Brady began turning to her friends and family, claiming she won lucrative contracts and would split the profit with them if they invested in the work. As it turns out, however, most of the time there wasn’t a contract or even any work, and she regularly hit up multiple friends for money to invest in the same fake project.

“They each thought they were the only ones who were investing in a particular property,” Vilker says. “Some of them were close friends with one another and for whatever reason they just didn’t discuss business together.”

Take 200 Messer St. in Providence, for example.

On Dec. 2, 2016, Brady asked a close personal friend to invest $43,025 to help rehab the multifamily home as part of a contract she claimed to have won through a competitive bidding process. 

That same day, she emailed a different acquaintance, asking the friend to invest $54,047 for the same work. In reality, there was no contract and the company performed only “minimal” work at the Messer Street property, according to court documents. 

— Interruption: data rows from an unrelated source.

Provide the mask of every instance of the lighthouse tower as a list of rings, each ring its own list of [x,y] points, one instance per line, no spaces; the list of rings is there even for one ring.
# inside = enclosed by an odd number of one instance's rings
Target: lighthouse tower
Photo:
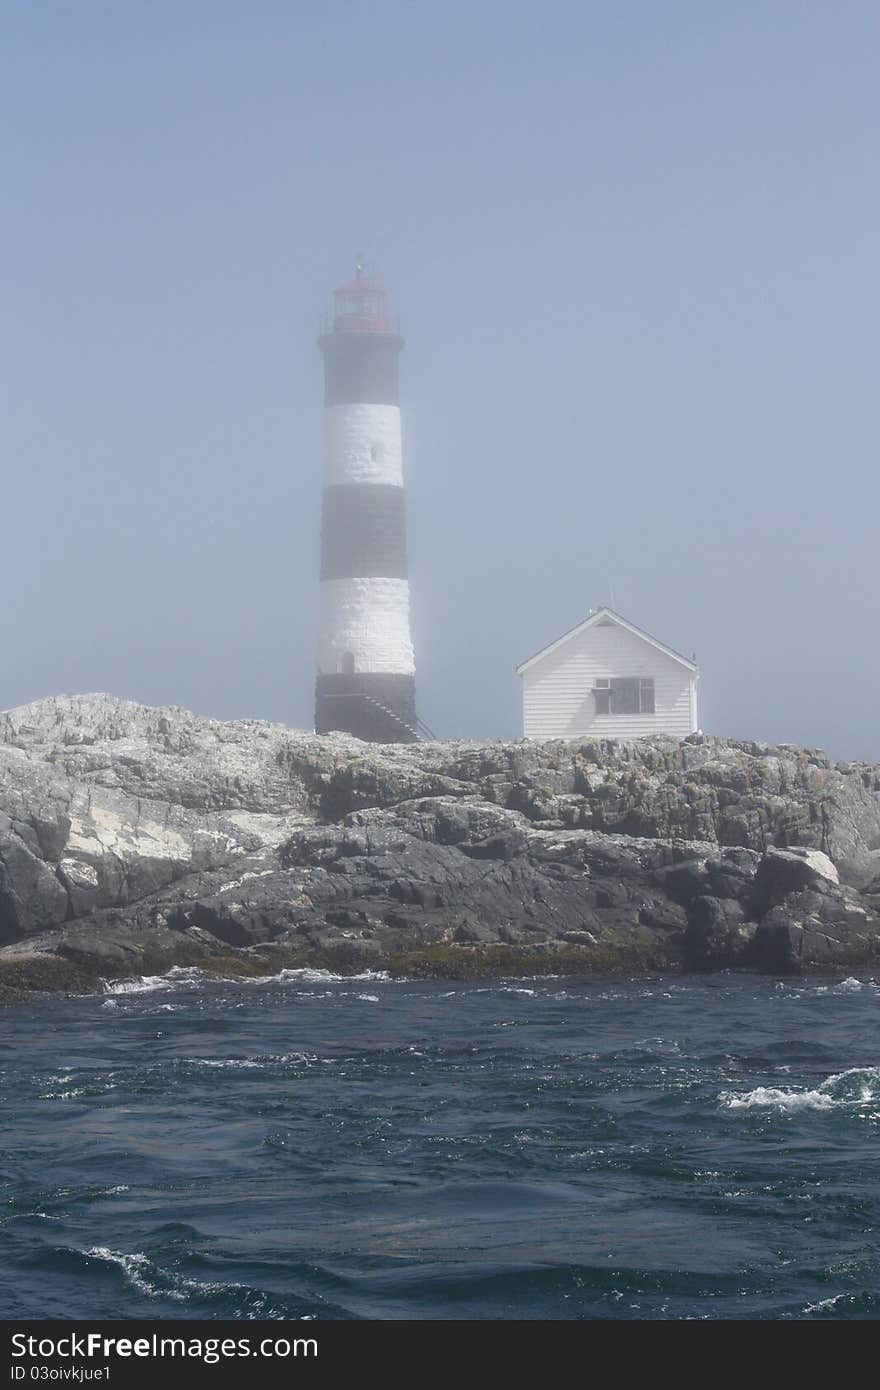
[[[398,360],[384,289],[358,259],[324,354],[324,502],[315,728],[374,743],[416,735]]]

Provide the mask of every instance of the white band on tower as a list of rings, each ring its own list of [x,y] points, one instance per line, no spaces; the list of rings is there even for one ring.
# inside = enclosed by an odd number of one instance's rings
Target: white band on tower
[[[405,579],[325,579],[321,585],[318,671],[415,671]]]
[[[403,487],[400,406],[351,402],[324,411],[324,486]]]

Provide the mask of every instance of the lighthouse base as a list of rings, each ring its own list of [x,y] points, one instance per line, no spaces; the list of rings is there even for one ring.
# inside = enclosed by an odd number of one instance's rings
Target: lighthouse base
[[[353,734],[367,743],[415,743],[415,677],[384,671],[318,676],[315,732]]]

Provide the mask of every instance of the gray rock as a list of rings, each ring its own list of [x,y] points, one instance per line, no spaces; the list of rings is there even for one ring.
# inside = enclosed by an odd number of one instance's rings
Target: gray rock
[[[754,902],[759,914],[801,888],[827,889],[840,882],[837,869],[821,850],[769,848],[755,875]]]
[[[774,907],[755,932],[755,961],[764,970],[786,973],[803,964],[804,929],[783,908]]]
[[[790,746],[373,745],[106,695],[0,714],[0,963],[562,942],[852,966],[878,846],[878,769]]]
[[[749,941],[741,931],[744,922],[745,913],[733,898],[693,898],[685,933],[688,963],[698,970],[738,964]]]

“The actual scheme itself was complicated, it was sophisticated, it went on for a long period of time. It was well-executed and concealed, which is the type of pattern we see with different large-scale fraud cases.” —Lee Vilker 

Instead, federal investigators found the ill-gotten gains went toward Brady’s luxurious lifestyle. Beyond gambling, Brady used her friends’ money to pay for her million-dollar home, frequent vacations, plastic surgery and other luxury items, according to court documents. And because of her affinity for spending, Brady often received “luxurious treatment” from casinos, where she was “regularly provided with free suites, meals, transportation and tickets to sporting and entertainment events,” according to federal officials.

In total, Brady solicited investments at 171 different properties across multiple states. Of those projects, ninety-eight of them — roughly 57 percent — were properties where Brady did “no work whatsoever,” court documents show.

“The remainder were mostly low-dollar projects in which Brady falsely claimed to be receiving tens of thousands of dollars when she was in fact paid as little as $25,” Vilker says.

To dupe people into thinking the investment opportunities were legitimate, Brady fabricated and forwarded emails from other companies to make it look like the work was either real or lucrative. After obtaining the funding from friends, Brady then convinced them to “roll over” their investment into a new project, suggesting they would make an even greater return down the road.

In the event someone demanded their money back, Brady often “paid back some of the funds she received from one investor with monies received from another,” according to FBI special agent Pepper Daigler, one of the agents who began the investigation into Brady.

“In this way, Brady operated a Ponzi scheme,” prosecutors later said. 

Many of Brady’s victims still wonder how they never learned from one another about the scheme, especially because so many of them were involved. 

Some say she’s a master at compartmentalizing her friend groups and keeping them apart. When different friends did end up mingling — often at luxurious parties held at her East Greenwich home — the socialization was focused on having fun rather than business, they say. 

“We were never really all together at the same time,” says another victim, who requested anonymity due to fear of retribution.

On Feb. 11, 2020, U.S. District Court Chief Judge John McConnell Jr. accepted a deal in which Brady pleaded guilty to wire fraud, aggravated identity theft and “corrupt endeavor to obstruct or impede” IRS laws. He ordered her to serve eight years in federal prison, and to pay back a combined $4.8 million to dozens of victims. 

Ten months later, Brady made her first attempt to get early release from prison. McConnell rejected the request, saying the significance of her crimes “cannot be overstated.” 

“Nothing has changed this court’s opinion about the seriousness of the offense, the callousness in which Ms. Brady committed the offense, or the tremendous betrayal of trust that she exhibited toward her friends and family that ‘invested’ with her,” McConnell wrote at the time.